14.4.15

O parêntesis necessário

Tricky, “Parenthesis” (featuring The Antlers), in https://www.youtube.com/watch?v=1ZsPPljyFTo
(Concerto de Tricky, Casa da Música, 11.04.15)
Desta vez não houve público a saltar para o palco, convidado pelo artista. Não houve tanta comunhão. Mais introspeção. Entre os sons tribais e hipnóticos, era como se Tricky se contorcesse nas interiores dores. E as expulsasse em coreografias caóticas e  compulsivas, como se as veias estivessem comprimidas por um espaço exíguo e o corpo quisesse transbordar de si.
Ditatorial, comandou os músicos com gestos firmes, autocráticos, aos quais os músicos obedeciam sem esgar de desprazer. Não que fosse possível ver os rostos dos músicos: a penumbra foi cenário do concerto, não se distinguindo se não os vultos de Tricky em deambulações eletrizantes pelo palco, da voz feminina em repetitiva e feminil coreografia enquanto descansava a voz, do guitarrista de boné a descarregar nervo através das cordas da guitarra, do baterista que emprestava ritmo e comandava, através da batuta, as programações que continham a música sem ser em direto. Tricky tinha explosões desmedidas quando ordenava a música em aceleração. Dir-se-ia: exorcizava um demónio que o tomou por dentro. Consumições de uma mente atormentada. Dores de uma solidão esbatida, derrotada na hipnose tratada com os sons rituais.

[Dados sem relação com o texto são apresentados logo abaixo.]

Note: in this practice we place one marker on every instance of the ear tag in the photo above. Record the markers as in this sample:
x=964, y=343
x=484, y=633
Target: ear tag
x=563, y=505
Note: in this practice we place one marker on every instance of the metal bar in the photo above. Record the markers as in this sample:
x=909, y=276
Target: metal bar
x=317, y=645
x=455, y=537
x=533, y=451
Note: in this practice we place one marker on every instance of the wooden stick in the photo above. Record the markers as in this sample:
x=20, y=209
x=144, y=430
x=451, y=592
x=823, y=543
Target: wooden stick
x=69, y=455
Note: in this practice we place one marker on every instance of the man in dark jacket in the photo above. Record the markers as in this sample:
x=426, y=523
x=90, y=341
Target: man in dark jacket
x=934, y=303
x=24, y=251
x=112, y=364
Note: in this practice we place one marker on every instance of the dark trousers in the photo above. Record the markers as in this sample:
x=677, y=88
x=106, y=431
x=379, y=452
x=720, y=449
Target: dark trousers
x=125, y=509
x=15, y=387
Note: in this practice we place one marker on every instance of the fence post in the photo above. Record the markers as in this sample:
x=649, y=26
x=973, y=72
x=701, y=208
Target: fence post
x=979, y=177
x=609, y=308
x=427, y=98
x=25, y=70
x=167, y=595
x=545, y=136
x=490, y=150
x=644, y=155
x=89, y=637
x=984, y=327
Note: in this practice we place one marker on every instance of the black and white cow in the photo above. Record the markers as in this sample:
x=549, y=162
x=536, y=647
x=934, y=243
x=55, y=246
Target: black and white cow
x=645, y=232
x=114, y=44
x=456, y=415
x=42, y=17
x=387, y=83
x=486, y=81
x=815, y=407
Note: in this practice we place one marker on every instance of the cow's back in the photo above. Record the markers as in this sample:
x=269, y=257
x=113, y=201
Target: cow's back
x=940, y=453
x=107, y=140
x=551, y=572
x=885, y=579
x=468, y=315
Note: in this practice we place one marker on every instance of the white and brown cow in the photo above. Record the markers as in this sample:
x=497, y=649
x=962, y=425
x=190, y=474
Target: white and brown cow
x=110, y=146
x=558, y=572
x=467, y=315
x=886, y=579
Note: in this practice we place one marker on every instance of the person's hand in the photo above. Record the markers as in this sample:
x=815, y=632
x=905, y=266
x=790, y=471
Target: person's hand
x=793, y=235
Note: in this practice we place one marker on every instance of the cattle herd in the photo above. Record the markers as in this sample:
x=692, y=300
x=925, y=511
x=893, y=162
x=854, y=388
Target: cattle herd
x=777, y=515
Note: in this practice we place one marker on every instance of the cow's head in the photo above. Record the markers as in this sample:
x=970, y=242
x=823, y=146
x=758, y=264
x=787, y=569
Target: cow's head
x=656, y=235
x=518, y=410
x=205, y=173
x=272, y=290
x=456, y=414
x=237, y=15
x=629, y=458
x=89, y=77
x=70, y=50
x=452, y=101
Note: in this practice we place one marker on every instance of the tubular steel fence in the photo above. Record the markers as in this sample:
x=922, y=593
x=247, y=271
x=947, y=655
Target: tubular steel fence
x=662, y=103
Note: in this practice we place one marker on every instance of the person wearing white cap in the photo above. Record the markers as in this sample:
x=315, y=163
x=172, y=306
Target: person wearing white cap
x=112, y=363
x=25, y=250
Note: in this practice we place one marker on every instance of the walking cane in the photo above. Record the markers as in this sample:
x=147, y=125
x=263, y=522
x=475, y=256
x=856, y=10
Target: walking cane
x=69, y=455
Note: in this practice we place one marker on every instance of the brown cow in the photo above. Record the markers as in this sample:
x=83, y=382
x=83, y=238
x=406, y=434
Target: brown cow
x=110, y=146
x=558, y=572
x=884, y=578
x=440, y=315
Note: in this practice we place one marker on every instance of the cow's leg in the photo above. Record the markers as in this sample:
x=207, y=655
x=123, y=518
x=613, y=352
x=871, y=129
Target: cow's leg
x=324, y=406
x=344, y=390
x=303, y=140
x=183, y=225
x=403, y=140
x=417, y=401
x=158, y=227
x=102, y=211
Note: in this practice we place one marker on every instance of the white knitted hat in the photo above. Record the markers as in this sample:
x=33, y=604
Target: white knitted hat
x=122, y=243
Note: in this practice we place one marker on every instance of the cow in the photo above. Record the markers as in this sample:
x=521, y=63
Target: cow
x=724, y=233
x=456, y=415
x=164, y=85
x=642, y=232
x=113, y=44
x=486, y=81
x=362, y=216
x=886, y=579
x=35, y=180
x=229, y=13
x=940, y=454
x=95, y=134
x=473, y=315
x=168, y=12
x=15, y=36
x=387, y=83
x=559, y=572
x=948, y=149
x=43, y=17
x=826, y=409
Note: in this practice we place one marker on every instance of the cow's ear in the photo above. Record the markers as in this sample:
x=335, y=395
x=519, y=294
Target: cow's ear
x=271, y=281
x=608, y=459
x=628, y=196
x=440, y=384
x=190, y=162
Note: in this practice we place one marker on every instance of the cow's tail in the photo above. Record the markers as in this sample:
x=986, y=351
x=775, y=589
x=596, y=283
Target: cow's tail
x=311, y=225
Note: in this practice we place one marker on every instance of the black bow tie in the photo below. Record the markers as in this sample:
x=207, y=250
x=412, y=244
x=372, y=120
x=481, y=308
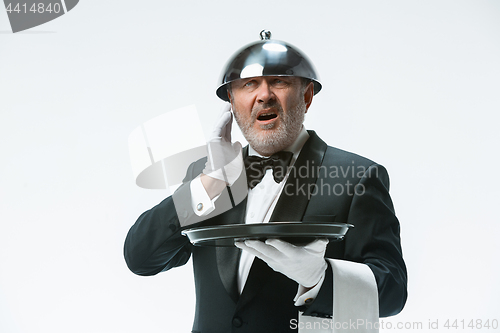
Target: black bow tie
x=256, y=167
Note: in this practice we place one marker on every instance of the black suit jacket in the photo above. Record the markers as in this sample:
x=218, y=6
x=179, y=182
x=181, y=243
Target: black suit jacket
x=326, y=184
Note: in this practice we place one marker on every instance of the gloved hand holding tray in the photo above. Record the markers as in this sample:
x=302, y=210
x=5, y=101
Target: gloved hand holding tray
x=298, y=233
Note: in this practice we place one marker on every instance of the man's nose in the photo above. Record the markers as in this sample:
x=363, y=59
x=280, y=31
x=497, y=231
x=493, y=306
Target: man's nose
x=264, y=92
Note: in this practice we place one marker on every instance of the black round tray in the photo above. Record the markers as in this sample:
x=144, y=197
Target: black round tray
x=297, y=233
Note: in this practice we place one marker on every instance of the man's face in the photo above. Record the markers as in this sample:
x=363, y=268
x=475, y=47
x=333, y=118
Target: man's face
x=270, y=110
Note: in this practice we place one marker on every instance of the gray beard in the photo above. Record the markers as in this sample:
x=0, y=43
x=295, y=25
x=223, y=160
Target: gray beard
x=276, y=139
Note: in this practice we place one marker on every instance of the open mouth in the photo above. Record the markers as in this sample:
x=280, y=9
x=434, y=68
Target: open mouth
x=267, y=116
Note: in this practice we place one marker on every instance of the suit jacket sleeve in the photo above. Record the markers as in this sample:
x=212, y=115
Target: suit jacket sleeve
x=154, y=243
x=374, y=241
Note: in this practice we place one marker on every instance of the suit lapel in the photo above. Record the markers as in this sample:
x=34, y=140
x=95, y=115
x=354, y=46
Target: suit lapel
x=290, y=207
x=296, y=195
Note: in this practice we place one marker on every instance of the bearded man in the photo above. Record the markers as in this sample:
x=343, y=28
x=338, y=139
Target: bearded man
x=260, y=286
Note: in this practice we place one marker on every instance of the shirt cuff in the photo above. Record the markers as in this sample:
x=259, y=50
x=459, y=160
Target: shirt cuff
x=306, y=296
x=200, y=201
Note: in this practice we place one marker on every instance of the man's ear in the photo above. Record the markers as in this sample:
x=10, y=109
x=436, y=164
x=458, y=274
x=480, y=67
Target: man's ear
x=308, y=95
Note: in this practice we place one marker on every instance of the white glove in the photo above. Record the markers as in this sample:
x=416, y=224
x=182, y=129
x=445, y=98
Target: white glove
x=304, y=264
x=225, y=160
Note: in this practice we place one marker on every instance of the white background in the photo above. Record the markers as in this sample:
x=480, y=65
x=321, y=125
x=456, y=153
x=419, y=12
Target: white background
x=413, y=85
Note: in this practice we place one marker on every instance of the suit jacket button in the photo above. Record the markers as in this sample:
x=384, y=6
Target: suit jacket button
x=237, y=322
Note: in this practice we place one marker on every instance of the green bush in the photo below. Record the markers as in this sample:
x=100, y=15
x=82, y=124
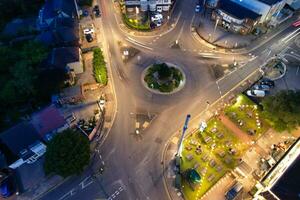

Cinquenta minutos depois, encenou o fim do concerto. Mandam as convenções: os músicos regressam à convocatória do público, que se demora no aplauso que é tributo e, ao mesmo tempo, clamor por uma sobremesa da performance que seja seu epílogo, duas, três músicas para apurar os sentidos antes de as luzes se acenderem. Os outros músicos vieram primeiro. Tricky regressou à segunda música. Para a segunda parte. A parte mais memorável (é certo que tinha havido uma inesperada cover de “Do You Love Me Now”, das Breeders; e que o suposto autismo artístico levara Tricky a ordenar a interrupção abrupta de “Overcome” ao fim de uns acordes, para deceção dos admiradores mais antigos, dando corpo ao perfecionismo). Improvisações que davam novas roupagens a músicas, reinventando-as, fazendo-se maestro de uma jam session fulgurante, contaminando o público que, enfim, se soltou das amarras das cadeiras e destravou danças descoordenadas.
Desta vez, Tricky não ficou no fim do concerto para tirar fotografias com quem as quisesse guardar para a posteridade. Nem apareceu, de supetão, nas costas do público. Desta vez, como da outra, vagueou no palco, pegou nos microfones percutindo-os contra o peito – como se quisesse ecoar as dores interiores para fora de si –, gritou longe dos microfones fazendo-se ouvir num sussurro gutural. Como da outra vez, deitou a raiva com movimentos vertiginosos da cabeça que serpenteava de um lado para o outro como se fosse desprender. E, como da outra vez, o impreterível charro acendido e reacendido entre duas músicas.
Apeteceu meter parêntesis no marasmo só para transgredir, transgredir até que as alvoradas fossem entardeceres com o sol virado do avesso. Para que as bissetrizes aparecessem desarranjadas e as palavras proferidas soassem a desconhecido. Para aplacar a raiva toda que se consome no fermentar das prepotências e dos abusos que povoam a desrazão. Pois um concerto é (também) revirar as entranhas do avesso. Como Tricky ensina e poucos sabem.